Celebriamo la lunga vita di Licia Rognini Pinelli, che ieri ha lasciato il corpo terreno all’età di 96 anni. Donna forte, buona, generosa, combattiva, coraggiosa, piena di dignità e fermezza. Madre amorevole. Per cinquant’anni si è battuta per la verità sulla morte di suo marito, Giuseppe Pino Pinelli, precipitato dalla finestra della Questura di Milano il 15 dicembre del 1969, mentre era trattenuto (illegalmente) e indagato per la strage di Piazza Fontana a Milano: la bomba piazzata nella Banca Nazionale dell’Agricoltura che il 12 dicembre fece 17 morti.
Fu una strage di Stato, l’avvio della strategia della tensione, con il supporto delle formazioni eversive di estrema destra, ma furono accusati gli anarchici. La verità processuale poi disse che Pinelli e Valpreda (i primi due anarchici fermati) non c’entravano niente, vittime di depistaggi, e l’attentato fu organizzato da settori deviati degli apparati di sicurezza dello Stato con complicità e legami internazionali. Gli esecutori materiali non sono mai stati condannati, sentenza non emessa per reato non più perseguibile.
In tutto questo la vita e la dignità dell’anarchico Pino Pinelli furono spezzate e infangate. La moglie Licia, con le due figlie Silvia e Claudia, ha sempre chiesto e affermato la verità: Pino era innocente, era la 18esima vittima della strage.
Licia e Pino si erano conosciuti ad un corso di Esperanto (la lingua internazionale per creare ponti, conoscenza e amicizia tra i popoli) e si sono poi sposati, con rito cattolico, nel 1955. Pino era ferroviere, Licia arrotondava lo stipendio battendo a macchina tesi per gli studenti.
Pino Pinelli era un anarchico nonviolento. Fondatore del circolo “Sacco e Vanzetti”, sostenitore della rivista libertaria “Mondo Beat” e attivista nella rete solidale Croce Nera Anarchica per raccogliere pacchi di cibo, vestiario e libri da inviare ai detenuti politici. Pinelli è un convinto pacifista, organizza e partecipa alle marce antimilitariste nonviolente dove entra in contatto e mantiene relazioni con il Movimento Nonviolento di Pietro Pinna.

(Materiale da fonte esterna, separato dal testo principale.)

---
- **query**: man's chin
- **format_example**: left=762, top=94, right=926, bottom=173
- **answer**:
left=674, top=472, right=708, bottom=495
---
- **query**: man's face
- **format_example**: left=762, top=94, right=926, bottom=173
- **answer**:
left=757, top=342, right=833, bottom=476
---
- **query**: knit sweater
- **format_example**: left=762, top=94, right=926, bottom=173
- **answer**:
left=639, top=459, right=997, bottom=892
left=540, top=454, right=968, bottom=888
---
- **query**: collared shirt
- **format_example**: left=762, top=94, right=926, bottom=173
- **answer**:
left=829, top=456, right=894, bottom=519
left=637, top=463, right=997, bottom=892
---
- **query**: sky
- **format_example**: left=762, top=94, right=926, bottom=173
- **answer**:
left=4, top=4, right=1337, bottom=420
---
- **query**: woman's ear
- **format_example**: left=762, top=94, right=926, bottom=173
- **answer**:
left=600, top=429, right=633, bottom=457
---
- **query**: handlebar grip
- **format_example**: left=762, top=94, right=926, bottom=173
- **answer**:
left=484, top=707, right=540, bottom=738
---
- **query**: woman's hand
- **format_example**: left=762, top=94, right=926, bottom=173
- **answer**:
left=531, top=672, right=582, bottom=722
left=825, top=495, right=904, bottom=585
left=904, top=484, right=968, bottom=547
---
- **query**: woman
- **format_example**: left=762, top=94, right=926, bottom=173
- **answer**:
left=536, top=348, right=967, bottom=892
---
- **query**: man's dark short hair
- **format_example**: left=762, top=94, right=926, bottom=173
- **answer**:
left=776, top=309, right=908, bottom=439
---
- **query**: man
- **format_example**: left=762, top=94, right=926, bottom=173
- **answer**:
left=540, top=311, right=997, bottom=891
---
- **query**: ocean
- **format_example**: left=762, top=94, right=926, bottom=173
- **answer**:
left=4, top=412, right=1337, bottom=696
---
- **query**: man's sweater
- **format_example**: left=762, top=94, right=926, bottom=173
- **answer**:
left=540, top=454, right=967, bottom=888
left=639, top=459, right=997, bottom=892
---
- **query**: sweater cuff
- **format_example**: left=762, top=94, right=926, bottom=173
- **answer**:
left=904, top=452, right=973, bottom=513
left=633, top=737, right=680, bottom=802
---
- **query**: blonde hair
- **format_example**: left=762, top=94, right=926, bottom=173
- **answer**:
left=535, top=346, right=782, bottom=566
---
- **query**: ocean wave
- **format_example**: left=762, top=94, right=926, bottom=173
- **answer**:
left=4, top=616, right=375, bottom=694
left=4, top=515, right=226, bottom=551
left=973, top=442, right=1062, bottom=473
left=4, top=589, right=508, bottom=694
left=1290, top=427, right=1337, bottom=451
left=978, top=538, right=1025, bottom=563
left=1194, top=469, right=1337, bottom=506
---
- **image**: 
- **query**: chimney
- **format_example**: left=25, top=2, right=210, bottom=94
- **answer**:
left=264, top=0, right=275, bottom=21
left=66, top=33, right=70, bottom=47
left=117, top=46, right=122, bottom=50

È lo stesso Pinna che lo ricorda così sulle pagine di Azione nonviolenta (febbraio 1970):
Qui intendo solo dare testimonianza alla figura dell’amico. Dire amico è forse troppo (se seguiamo, l’uso comune del termine) in rapporto alla esigua frequenza e intensità del nostro contatto. In realtà esso consistette eminentemente in incontri per brevi periodi di ore, durante alcuni anni, avvenuti in occasione di manifestazioni di piazza per la pace cui partecipammo insieme o e di riunioni pubbliche sull’obiezione di coscienza e la nonviolenza insieme promosse. Ma di amicizia schietta posso ben dire che fosse nutrita la nostra vicinanza, nella comunione degli ideali e del modo di sentire il rapporto con gli altri. Purissimo d’animo, limpido e sereno sempre nei suoi giudizi, trascinante nella dedizione sociale in cui spendeva tutto se stesso. generoso all’estremo nei sentimenti e nelle cose, commovente la sua fede nell’uomo. Perché all’uomo guardava – al di là dalle formule e le etichette -, essendo egli e vivendo da uomo vero. Resto col rimpianto che sempre mi prendeva negli ultimi tempi in cui avevamo perso il contatto, di passare da Milano in tanta fretta da non avere un margine per cercarlo e stare insieme. Ma la sua morte, sul campo, me lo riporta spiritualmente vicino e più intimo che mai.
Licia era la moglie amata da Pino. Licia ha vissuto nel dolore, ma ha saputo trasformarlo in amore.
Pronunciò queste parole quando ricevette al Quirinale, nel 2015, la nomina a “commendatore della Repubblica”: “Non c’è mai stato rancore da parte mia; non l’ho mai provato, anzi. Non ci deve essere odio, c’è il ricordo e basta”.
E anche la figlia Silvia: “Il dolore di una perdita violenta e ingiusta rimane tale per sempre. Mio padre era una persona molto allegra e ci seguiva molto. Però il dolore va anche elaborato, se diventa rabbia fine a se stessa fa male a anche a chi lo prova. Bisogna trasformarla in memoria. Raccontare Pino per noi è un modo per farlo rivivere”.
Nella nostra memoria, da oggi, Licia e Pino sono insieme, e vogliamo raccontarli per quello che erano, due persone che hanno incarnato la nonviolenza.